Although the deadline to file and pay 2019 income taxes has been pushed out to July 15, 2020, it is still wise to file sooner versus later if you are due a refund. Annually as April 15th approaches, identity theft increases as thieves file fraudulent tax returns to get a piece of the $450 billion in estimated tax refunds issued by the Internal Revenue Service (IRS).
$450 billion is a very tempting amount and those with nefarious intentions are gearing up to get their piece of the pie. Social Security Numbers (SSN) are only piece of information needed by identity thieves to file a false return. And, since most people in the United States have had their personal information—including their SSN—compromised in one of the numerous data breaches, the majority of us are at risk.
The good news is, the IRS is getting more adept at pinpointing fraudulent tax returns. The number of false tax returns processed by the IRS have decreased by 65% between 2015 and 2017 but some do still slip through the cracks. Why? The main reason is the Internal Revenue Service has a procedure to process returns within 21 days of receipt, often well in advance of them having W2’s in their possession. That is why thieves file early, in the hopes that they can beat you to the punch and get their counterfeit refund processed before the IRS has all the necessary documentation.

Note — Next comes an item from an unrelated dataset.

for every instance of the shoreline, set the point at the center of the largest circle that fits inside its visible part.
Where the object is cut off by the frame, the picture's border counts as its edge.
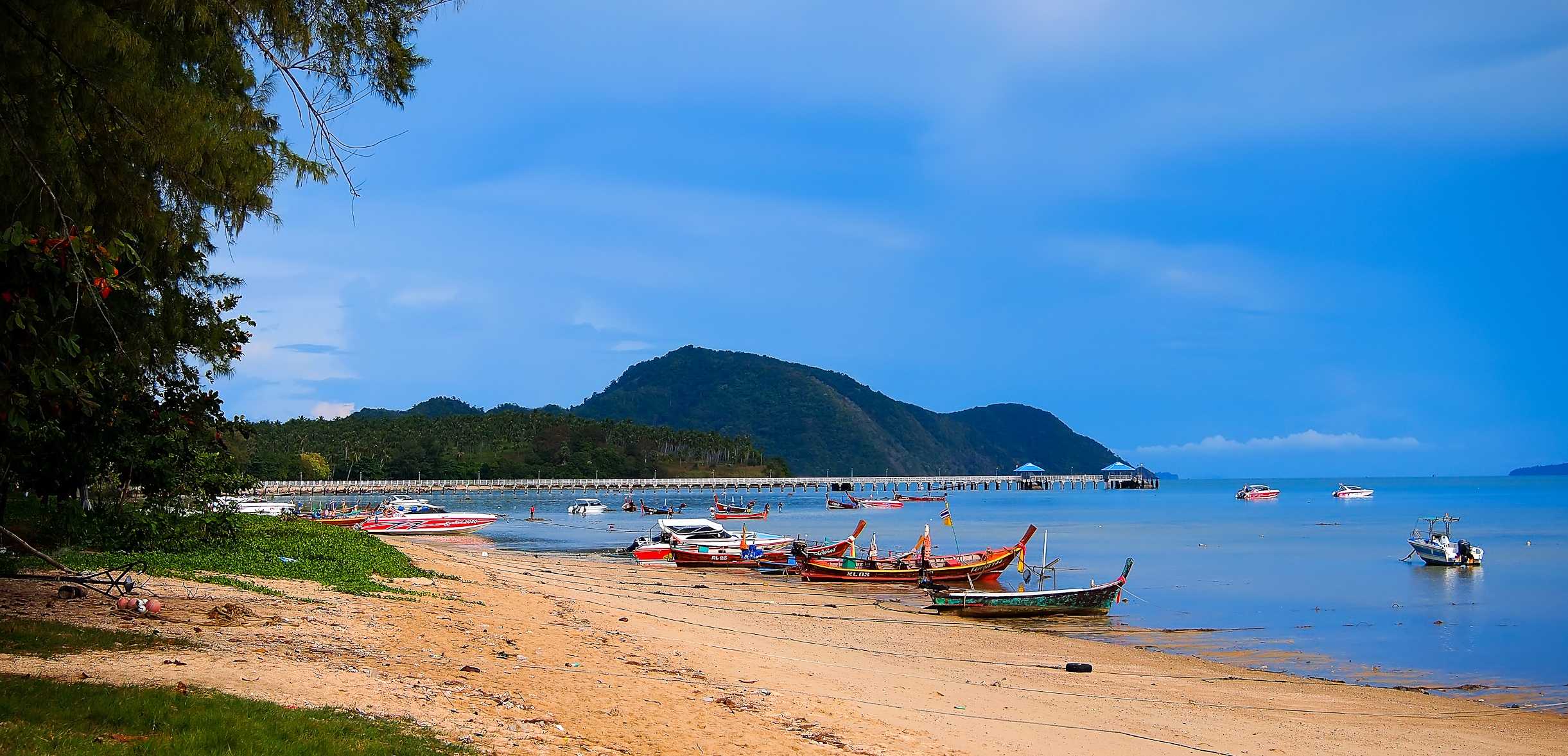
(540, 655)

There are ways to minimize theft of your identity and fraudulent tax returns in your name.
- Subscribe to an online monitoring service. These companies scour the Internet and dark web in search of your personal data, informing you of potential issues. They can also assist you in resolving identity theft issues should you become a victim.
- File your tax return early, especially if you expect a refund.
- Vet your CPA. Be sure they are legitimate before you entrust them with your most sensitive information.
- Do NOT give out ANY personal information to a person who calls you claiming to be from the IRS. These imposters are clever, using a number from Washington D.C. and providing a fake badge number to lure people into sharing Personally Identifiable Information (PII). PII includes birth date, mailing address, or other seemingly insignificant details that could be used to submit a false refund claim. The IRS will never call, text, or email. If you receive any such communications, report them to firstname.lastname@example.org.
- Don’t overshare your SSN. Don’t provide your SSN to doctors, dentists, or any other business or provider that absolutely does not require it.
- Change online passwords once every 90 days.
- Request your free credit report, one from each of the credit bureaus, every four months. Monitoring this information is critical to detecting identity theft early on.
- Beware of what you share especially when you are in public. Identity thieves can easily overhear information you give to someone at a checkout counter.
- Immediately establish fraud alerts on all your credit accounts and at the three credit bureaus if you suspect your identity has been compromised.
- Set up your account at IRS.gov before someone else does.
If you receive a phishing email, forward it to the Anti-Phishing Working Group at email@example.com. If you received a scam text message, forward it to SPAM (7726). Report all phishing attacks to the FTC at ftc.gov/complaint.
Closely guarding our personal information is a reality in today’s now very virtual and interconnected world. Being watchful for anything suspicious, monitoring the Internet for misuse of personal data, and reporting any instances to the FTC and other applicable organizations can be instrumental in thwarting would-be thieves.